Six months of building B2B AI - the surprises that didn't make the optimistic Twitter version
Build-in-public threads usually report what's working. Worth occasionally reading the version that reports what isn't.
Some surprises from the last six months of building B2B AI tooling for enterprise buyers:
→ Sales cycles are 2-3x longer than the optimistic forecast — even when the buyer is motivated.
→ 'No-code' is a selling point for marketing — and a friction point in deployment when engineering teams need to extend the configuration.
→ 'Model-agnostic' is genuinely hard to explain to non-technical buyers. Most don't have a strong feeling about which LLM is under the hood.
→ Community-building as a marketing channel is the highest-ROI investment that still feels the slowest to compound.
→ The most useful customer conversations happen 90 days after deployment, not before.
What's the honest, non-optimistic version of your last six months?

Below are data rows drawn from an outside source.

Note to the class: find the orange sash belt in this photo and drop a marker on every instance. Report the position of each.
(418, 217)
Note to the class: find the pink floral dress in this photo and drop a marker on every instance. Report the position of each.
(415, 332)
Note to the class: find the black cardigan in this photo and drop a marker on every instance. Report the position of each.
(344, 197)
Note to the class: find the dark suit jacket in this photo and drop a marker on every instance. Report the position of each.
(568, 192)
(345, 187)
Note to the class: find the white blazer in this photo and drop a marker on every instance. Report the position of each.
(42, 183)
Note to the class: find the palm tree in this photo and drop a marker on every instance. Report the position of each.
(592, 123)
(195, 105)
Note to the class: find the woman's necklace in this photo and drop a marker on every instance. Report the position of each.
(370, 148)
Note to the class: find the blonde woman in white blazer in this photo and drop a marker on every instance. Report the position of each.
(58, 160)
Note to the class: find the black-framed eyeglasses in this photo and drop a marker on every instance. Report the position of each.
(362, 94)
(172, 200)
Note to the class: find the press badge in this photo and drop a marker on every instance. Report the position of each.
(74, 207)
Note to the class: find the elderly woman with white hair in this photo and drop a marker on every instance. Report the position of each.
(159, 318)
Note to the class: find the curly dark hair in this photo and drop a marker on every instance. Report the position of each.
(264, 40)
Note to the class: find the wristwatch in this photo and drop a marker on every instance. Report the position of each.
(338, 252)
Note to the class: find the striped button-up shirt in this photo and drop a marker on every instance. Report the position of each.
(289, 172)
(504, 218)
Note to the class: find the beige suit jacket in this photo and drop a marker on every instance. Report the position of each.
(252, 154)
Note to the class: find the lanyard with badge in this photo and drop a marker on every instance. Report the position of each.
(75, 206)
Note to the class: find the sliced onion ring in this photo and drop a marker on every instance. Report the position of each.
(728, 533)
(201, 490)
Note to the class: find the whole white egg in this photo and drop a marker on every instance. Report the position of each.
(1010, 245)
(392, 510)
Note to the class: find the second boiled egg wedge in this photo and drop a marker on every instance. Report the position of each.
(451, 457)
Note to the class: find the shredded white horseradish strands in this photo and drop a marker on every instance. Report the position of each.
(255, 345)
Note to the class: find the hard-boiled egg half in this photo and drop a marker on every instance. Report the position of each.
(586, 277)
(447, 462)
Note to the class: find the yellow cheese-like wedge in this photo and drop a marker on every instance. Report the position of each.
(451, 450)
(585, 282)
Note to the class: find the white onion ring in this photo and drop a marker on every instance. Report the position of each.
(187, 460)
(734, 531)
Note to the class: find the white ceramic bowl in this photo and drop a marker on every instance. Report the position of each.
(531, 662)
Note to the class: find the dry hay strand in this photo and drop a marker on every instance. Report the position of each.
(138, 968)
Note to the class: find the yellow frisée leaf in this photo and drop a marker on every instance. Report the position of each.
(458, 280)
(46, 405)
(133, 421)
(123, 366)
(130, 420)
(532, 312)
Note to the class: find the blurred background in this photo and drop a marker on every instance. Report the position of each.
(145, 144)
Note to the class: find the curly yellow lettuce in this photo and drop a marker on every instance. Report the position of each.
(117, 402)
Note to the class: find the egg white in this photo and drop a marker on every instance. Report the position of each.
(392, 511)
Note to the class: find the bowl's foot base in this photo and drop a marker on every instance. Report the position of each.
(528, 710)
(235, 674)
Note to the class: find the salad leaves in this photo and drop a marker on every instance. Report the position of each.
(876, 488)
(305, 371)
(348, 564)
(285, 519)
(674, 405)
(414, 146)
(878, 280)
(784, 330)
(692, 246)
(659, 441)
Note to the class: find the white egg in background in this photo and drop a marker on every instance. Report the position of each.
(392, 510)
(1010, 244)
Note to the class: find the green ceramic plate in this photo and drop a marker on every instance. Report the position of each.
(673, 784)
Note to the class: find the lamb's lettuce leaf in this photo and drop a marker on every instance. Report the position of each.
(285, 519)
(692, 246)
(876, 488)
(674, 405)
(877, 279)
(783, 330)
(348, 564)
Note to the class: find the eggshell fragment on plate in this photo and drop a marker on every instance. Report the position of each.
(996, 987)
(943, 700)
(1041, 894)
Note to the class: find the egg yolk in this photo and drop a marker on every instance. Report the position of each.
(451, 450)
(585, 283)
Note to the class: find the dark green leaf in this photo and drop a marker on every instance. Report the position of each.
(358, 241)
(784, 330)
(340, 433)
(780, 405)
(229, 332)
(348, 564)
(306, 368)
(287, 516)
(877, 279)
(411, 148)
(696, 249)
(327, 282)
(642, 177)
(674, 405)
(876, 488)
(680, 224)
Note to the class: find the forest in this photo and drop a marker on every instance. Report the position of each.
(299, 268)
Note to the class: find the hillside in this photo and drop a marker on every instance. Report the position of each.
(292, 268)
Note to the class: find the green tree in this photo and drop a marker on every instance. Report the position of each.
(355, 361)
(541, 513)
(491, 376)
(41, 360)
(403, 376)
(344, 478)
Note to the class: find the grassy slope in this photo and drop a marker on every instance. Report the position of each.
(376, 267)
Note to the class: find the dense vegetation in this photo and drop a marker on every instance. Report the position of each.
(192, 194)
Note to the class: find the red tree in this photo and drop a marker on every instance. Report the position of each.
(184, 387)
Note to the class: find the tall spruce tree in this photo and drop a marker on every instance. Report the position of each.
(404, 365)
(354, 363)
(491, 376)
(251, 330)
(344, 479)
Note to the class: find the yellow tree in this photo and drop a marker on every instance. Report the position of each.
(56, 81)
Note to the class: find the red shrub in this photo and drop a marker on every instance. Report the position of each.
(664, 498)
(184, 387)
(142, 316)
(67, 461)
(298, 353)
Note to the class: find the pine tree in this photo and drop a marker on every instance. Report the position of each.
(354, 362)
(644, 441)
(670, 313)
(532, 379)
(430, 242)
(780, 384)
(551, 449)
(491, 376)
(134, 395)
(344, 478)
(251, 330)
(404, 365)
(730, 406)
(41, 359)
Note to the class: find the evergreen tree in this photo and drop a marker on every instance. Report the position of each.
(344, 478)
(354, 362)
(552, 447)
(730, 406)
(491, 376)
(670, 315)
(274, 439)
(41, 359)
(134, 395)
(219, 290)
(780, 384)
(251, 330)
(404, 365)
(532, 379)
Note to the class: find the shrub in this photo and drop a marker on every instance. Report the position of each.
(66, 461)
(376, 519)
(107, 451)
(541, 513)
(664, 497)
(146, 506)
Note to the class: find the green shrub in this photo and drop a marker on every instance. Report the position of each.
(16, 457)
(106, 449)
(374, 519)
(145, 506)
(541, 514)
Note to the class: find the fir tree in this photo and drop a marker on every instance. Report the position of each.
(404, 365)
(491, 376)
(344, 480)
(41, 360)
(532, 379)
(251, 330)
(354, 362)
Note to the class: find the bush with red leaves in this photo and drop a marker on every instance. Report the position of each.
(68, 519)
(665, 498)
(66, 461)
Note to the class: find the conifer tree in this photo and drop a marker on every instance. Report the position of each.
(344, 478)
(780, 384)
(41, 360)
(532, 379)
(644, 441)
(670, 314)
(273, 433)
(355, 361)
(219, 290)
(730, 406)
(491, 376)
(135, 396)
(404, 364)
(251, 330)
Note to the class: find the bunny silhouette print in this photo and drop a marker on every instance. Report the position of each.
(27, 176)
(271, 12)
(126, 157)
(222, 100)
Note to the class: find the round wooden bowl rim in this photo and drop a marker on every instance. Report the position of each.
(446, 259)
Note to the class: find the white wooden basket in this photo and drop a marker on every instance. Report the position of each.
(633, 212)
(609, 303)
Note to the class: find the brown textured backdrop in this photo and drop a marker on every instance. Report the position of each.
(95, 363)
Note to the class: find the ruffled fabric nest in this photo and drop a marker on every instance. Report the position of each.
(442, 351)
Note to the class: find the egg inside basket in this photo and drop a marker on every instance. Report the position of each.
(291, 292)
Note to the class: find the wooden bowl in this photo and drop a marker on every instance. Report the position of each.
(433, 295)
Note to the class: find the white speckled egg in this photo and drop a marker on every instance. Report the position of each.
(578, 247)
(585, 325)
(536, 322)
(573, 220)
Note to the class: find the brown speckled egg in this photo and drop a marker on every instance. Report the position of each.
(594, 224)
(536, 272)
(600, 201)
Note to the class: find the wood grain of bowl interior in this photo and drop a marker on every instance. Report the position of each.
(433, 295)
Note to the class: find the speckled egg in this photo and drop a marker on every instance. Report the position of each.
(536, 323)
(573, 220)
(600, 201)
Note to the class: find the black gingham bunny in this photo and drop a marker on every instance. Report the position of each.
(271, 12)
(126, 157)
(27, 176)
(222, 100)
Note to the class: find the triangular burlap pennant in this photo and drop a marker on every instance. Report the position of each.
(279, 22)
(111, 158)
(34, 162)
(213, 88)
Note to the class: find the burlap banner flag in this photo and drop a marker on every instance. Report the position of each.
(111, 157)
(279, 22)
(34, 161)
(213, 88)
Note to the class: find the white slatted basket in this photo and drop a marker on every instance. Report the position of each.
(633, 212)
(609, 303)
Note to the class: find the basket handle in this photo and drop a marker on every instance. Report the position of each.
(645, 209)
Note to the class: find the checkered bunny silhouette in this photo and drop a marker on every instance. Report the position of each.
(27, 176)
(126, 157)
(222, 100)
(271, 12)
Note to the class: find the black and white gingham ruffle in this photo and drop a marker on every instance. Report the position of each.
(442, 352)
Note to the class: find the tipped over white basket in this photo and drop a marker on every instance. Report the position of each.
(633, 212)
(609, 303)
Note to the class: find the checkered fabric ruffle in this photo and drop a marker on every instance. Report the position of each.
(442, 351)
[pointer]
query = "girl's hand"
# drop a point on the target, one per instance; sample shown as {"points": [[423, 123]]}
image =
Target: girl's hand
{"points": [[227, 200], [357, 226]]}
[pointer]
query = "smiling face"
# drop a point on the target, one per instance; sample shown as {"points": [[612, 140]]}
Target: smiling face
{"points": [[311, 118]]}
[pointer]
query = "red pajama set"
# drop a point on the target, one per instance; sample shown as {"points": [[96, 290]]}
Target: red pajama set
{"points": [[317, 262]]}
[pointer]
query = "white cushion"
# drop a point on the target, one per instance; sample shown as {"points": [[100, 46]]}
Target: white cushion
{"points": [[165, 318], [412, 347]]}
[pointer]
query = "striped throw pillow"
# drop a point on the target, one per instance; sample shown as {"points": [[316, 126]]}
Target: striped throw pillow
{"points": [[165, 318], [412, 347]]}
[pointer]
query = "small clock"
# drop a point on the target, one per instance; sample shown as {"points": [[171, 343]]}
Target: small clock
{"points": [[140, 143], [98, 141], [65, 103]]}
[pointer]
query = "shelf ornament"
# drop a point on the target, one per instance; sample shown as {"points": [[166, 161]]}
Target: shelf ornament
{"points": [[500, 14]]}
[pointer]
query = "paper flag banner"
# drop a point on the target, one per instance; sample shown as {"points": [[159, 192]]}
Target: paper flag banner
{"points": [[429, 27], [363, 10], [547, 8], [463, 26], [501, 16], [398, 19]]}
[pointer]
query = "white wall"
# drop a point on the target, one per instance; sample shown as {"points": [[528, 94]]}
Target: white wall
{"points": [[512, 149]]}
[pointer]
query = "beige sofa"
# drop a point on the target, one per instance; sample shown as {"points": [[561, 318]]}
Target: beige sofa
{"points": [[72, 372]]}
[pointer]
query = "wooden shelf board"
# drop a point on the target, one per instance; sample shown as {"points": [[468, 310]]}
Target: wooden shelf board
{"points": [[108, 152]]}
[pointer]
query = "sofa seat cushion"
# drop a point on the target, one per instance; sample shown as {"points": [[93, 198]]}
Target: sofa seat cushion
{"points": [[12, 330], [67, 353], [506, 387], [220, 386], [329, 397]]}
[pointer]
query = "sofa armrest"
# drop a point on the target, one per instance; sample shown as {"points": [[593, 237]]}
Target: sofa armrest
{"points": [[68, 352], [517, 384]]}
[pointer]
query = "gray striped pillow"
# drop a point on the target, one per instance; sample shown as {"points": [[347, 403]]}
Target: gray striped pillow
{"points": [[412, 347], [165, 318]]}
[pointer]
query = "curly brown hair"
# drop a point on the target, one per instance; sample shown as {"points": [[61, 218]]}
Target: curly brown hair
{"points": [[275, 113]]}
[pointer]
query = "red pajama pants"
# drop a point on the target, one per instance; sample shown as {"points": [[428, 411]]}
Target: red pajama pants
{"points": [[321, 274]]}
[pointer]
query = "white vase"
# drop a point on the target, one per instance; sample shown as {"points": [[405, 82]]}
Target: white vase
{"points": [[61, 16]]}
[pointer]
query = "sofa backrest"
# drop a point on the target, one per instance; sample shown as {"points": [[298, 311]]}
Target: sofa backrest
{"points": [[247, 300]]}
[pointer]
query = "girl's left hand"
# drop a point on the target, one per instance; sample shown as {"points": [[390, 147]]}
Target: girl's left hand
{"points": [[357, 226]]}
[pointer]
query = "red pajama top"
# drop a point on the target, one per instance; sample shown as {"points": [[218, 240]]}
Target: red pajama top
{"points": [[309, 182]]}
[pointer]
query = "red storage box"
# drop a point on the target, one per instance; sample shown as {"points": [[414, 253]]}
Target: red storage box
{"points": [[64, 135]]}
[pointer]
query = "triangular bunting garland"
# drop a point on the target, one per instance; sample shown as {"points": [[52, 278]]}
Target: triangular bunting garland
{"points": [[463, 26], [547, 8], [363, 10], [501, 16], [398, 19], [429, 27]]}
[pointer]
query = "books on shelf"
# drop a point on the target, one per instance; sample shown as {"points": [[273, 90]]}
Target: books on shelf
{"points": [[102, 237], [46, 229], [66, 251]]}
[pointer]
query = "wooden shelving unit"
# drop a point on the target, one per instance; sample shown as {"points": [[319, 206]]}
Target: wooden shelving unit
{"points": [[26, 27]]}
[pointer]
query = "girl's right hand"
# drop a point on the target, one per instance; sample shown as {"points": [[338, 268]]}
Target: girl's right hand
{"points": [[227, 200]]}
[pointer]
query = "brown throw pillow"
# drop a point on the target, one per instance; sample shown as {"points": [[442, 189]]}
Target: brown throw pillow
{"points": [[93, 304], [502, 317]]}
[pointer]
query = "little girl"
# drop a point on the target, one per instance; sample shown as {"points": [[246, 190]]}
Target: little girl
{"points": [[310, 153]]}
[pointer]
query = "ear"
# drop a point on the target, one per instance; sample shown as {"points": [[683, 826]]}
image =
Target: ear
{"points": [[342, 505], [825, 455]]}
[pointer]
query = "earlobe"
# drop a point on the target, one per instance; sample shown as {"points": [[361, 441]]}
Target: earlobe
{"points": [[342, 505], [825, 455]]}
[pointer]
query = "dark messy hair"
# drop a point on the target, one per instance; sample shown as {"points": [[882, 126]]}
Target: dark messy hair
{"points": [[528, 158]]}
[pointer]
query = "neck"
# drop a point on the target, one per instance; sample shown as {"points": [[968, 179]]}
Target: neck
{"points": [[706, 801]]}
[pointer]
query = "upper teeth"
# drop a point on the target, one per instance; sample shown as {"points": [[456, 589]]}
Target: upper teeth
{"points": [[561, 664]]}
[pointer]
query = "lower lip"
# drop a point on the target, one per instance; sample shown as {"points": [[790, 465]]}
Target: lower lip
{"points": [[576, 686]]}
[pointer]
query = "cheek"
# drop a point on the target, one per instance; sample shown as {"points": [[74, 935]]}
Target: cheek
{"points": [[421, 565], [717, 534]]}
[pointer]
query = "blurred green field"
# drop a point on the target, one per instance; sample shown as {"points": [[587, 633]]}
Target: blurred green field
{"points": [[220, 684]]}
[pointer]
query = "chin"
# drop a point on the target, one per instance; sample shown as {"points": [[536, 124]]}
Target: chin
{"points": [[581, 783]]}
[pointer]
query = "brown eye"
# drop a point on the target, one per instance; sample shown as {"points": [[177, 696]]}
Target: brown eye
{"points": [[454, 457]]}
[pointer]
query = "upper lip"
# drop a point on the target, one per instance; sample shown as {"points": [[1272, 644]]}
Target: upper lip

Useful threads come from people who are willing to say the thing that doesn't fit on a victory lap.
Replies
The 90-days-after-deployment point feels especially underrated. Pre-sale feedback often tells you what buyers wish were true; post-deployment feedback tells you what actually survived messy workflows, politics, and handoffs.
My non-optimistic version: “AI quality” is rarely the blocker people think it is. The blocker is usually whether the customer has a clean enough source of truth for the AI to keep being useful after the demo.
@jim_jeffers The "clean enough source of truth" point is painfully accurate. We've had clients blame the AI for giving bad answers when the real problem was their internal knowledge base hadn't been updated in 8 months. The AI was doing exactly what it was told, just with garbage in. Nobody wants to hear "your documentation is the bottleneck" during a post-deployment review, but that's been the case way more often than actual model quality issues for us.